El sistema nervioso se reconoce cada vez más como un regulador clave del microambiente tumoral, participando en una comunicación bidireccional con las células cancerosas mediante neurotransmisores, neuropeptidos y conexiones similares a sinapsis. Los nervios autónomos modulan la progresión tumoral: el señalamiento simpático promueve el crecimiento, la metástasis e la evasión inmunitaria a través de la activación del receptor adrenérgico ?-, mientras que la entrada parasimpática ejerce roles duales—impulsando el cáncer gástrico pero protegiendo contra el colitis asociada al cáncer colorrectal mediante la vía antiinflamatoria colinérgica. Los nervios sensoriales influyen en el dolor, la angiogénesis e inmunidad, con CGRP y sustancia P regulando diferencialmente las respuestas antitumorales.

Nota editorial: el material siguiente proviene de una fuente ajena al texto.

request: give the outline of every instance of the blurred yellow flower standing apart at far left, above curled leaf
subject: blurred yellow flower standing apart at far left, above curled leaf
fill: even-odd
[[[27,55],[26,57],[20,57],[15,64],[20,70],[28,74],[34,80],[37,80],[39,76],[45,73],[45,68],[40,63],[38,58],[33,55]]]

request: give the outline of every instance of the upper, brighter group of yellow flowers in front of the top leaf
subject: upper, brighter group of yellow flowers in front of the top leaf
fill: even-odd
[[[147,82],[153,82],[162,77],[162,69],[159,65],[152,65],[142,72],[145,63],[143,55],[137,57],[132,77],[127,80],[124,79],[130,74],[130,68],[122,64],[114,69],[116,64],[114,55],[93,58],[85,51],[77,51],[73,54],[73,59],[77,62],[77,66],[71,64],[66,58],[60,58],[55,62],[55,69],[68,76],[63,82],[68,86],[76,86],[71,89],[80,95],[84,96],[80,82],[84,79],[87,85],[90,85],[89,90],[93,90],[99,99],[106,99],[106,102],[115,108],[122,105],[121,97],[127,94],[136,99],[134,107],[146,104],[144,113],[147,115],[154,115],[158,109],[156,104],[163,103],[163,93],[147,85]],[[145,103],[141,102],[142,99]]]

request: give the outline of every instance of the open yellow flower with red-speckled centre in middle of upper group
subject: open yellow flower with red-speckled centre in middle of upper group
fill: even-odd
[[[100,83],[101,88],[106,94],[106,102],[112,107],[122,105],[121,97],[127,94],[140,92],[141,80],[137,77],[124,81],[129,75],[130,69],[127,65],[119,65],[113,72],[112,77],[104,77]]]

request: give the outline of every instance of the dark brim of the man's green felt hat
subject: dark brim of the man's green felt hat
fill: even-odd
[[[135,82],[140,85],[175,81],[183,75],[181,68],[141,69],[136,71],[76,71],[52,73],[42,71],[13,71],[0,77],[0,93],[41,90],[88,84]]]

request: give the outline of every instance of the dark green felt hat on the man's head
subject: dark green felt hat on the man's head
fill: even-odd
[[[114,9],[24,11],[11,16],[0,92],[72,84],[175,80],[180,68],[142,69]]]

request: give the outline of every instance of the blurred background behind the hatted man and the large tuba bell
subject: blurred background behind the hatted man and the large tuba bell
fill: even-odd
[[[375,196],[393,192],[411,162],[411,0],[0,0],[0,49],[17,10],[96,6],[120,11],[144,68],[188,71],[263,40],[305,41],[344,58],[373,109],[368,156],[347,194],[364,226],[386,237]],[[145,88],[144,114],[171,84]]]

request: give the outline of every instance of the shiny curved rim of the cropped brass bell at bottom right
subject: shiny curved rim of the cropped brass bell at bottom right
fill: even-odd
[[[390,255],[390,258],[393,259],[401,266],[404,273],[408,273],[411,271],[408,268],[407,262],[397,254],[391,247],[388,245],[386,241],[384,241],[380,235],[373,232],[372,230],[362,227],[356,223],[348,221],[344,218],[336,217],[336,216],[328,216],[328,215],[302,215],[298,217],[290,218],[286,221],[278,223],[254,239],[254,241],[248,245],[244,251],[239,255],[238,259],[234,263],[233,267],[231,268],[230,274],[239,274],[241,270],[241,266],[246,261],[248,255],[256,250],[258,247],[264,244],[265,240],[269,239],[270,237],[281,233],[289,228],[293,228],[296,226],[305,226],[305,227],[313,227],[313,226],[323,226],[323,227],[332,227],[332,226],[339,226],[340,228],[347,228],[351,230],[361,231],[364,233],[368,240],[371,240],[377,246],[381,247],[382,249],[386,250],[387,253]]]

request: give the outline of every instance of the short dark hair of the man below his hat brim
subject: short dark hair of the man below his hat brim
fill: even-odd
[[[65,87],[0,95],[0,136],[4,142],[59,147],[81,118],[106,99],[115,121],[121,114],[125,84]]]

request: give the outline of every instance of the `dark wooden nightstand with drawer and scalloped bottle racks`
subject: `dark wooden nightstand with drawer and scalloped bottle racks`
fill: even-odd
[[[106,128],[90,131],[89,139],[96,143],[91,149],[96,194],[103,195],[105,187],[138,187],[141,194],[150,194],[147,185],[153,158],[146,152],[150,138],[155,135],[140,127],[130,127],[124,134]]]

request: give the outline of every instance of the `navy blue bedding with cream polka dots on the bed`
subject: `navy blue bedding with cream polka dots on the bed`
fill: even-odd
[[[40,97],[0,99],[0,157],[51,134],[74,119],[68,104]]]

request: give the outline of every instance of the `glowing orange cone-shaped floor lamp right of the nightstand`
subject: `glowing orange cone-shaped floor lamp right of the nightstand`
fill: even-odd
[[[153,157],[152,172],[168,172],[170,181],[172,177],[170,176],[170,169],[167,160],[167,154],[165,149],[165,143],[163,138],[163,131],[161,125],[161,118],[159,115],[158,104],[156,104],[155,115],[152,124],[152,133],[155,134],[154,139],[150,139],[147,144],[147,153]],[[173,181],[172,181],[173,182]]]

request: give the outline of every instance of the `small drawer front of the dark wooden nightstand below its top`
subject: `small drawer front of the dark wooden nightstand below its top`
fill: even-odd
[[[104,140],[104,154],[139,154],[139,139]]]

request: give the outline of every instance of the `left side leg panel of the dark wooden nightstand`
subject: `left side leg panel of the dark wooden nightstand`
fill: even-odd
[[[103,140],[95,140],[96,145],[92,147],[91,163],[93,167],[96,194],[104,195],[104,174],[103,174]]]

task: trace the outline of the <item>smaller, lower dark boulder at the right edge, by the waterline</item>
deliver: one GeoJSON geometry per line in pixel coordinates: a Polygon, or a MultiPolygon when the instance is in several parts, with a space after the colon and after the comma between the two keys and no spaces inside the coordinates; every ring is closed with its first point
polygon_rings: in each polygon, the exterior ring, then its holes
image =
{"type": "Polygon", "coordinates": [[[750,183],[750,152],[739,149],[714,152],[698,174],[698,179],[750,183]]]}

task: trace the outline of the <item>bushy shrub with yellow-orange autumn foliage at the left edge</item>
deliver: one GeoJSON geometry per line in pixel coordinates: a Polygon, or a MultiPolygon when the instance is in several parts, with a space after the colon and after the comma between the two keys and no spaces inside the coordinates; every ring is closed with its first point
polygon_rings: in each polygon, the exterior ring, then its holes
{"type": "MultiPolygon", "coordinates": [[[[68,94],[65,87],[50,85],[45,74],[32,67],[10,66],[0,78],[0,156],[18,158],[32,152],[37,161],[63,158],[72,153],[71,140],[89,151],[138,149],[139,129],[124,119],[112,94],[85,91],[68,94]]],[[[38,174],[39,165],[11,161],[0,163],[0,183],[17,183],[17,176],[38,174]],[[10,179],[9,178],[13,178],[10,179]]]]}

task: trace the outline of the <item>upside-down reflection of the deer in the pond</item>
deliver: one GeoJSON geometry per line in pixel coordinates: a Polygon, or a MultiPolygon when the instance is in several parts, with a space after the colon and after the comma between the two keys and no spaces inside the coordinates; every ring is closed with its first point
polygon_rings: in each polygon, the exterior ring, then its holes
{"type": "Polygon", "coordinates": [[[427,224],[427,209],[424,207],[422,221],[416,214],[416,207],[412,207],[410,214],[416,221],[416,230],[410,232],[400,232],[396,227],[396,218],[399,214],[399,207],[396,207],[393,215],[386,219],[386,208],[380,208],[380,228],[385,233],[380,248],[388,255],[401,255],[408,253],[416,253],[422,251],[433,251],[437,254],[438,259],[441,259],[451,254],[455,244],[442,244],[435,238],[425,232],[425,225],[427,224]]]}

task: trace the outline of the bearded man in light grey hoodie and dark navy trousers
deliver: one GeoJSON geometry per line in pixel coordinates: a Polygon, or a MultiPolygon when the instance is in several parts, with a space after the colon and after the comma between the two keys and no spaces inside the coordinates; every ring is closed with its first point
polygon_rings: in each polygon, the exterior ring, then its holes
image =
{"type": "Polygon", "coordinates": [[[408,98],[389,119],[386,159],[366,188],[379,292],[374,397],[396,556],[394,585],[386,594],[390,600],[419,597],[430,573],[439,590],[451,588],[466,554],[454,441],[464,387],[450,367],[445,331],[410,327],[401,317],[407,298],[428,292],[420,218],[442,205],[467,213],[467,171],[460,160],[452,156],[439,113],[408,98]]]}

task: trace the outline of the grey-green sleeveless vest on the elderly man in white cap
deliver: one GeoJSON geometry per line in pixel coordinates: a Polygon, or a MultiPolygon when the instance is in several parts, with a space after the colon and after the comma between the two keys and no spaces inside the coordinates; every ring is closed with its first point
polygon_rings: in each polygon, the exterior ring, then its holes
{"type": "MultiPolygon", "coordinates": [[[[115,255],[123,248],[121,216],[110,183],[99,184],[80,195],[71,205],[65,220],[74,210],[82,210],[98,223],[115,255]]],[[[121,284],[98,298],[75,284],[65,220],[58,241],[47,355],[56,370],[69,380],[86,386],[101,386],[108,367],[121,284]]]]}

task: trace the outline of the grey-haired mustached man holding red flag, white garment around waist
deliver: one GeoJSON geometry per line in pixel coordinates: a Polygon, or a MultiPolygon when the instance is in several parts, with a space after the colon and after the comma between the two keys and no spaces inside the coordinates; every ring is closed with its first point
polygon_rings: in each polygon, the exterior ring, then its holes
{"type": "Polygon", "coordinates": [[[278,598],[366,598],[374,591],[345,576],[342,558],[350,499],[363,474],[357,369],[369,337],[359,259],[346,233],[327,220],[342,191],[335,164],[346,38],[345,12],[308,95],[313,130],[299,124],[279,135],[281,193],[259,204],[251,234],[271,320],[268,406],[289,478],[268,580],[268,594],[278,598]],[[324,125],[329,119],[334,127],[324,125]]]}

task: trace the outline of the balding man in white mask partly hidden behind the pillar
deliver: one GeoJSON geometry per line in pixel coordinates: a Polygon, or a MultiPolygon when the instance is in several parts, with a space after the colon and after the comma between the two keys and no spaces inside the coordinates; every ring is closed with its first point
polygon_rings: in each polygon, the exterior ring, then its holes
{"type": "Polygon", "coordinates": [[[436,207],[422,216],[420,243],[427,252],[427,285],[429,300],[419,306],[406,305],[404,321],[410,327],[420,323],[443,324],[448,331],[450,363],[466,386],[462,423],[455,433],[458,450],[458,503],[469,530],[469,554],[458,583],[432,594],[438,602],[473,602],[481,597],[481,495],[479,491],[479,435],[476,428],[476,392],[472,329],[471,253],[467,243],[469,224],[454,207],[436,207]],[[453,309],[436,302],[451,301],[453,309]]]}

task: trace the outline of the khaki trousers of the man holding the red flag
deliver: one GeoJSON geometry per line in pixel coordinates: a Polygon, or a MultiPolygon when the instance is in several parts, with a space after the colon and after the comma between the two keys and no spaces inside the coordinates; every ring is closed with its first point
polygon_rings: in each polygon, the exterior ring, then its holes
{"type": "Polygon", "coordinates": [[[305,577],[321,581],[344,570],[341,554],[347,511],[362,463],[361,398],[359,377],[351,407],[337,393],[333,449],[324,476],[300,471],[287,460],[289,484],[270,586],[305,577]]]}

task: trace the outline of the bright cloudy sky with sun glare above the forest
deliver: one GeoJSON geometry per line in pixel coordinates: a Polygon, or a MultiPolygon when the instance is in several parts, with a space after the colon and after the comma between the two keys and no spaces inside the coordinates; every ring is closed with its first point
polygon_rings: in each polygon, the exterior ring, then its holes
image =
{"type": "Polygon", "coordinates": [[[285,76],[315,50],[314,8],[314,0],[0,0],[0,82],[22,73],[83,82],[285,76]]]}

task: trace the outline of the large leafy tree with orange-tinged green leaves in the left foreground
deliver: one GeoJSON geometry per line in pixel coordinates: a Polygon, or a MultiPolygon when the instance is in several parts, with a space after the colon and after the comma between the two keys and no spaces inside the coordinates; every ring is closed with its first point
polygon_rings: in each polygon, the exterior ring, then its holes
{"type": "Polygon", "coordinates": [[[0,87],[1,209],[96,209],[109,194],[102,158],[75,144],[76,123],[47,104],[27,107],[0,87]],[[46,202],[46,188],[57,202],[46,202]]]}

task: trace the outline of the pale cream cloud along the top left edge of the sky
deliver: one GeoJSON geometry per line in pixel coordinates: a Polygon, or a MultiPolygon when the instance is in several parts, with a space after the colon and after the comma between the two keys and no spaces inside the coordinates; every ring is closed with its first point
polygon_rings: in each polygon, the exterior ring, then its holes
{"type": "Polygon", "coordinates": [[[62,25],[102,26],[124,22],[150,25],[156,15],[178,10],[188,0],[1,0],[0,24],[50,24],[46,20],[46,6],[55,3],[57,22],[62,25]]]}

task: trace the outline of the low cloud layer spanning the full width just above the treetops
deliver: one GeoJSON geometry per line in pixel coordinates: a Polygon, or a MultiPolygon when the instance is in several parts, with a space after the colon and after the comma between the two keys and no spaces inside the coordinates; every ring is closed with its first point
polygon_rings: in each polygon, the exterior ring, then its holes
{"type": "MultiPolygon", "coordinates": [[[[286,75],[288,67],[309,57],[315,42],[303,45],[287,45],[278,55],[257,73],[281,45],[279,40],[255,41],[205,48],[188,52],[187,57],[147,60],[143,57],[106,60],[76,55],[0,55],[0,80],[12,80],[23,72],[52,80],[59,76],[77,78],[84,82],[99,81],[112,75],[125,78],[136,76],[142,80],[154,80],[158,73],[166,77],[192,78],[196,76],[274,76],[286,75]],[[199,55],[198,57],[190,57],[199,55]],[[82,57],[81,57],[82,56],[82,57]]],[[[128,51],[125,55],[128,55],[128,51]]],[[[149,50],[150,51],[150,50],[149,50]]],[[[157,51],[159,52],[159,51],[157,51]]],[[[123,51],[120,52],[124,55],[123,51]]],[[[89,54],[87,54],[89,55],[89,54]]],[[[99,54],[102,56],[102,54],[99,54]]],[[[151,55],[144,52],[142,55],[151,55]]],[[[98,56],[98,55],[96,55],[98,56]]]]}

Notablemente, se han identificado sinapsis funcionales neuro-glioma, donde la liberación de glutamato neuronal activa los receptores AMPA en células tumorales, desencadenando el flujo de Ca²? e señalización oncogénica—proporcionando una base mecánica para repurposing de antagonistas AMPA como perampanel.
Las células gliales, incluyendo células de Schwann y astroglia, apoyan la invasión perineural, el acoplamiento metabólico e la resistencia terapéutica mediante la secreción de factores neurotróficos y remodelado de matriz extracelular. Las señales derivadas del tumor se recíprocamente reestructuran las redes neuronales, potenciando la innervación y la neuroplasticidad. Las regiones centrales del cerebro, como el núcleo paraventricular, integran entradas de estrés para regular sistemáticamente la inmunidad tumoral y la metabolización mediante salida autonómica. Esta interacción dinámica posiciona al sistema nervioso como un regulador maestro de la biología del cáncer.
Enfocar las interacciones neuro-tumorales—mediante ?-bloqueadores, neuromodulación o medicina bioeléctrica—ofrece estrategias terapéuticas novedosas. Los futuros enfoques de oncología precisa deben considerar el tipo de tumor, la etapa y el contexto neural para efectivamente interrumpir esta comunicación bidireccional y el concepto emergente de lesión nerviosa inducida por cáncer (CINI) como una nueva mecanismo de resistencia a la inmunoterapia.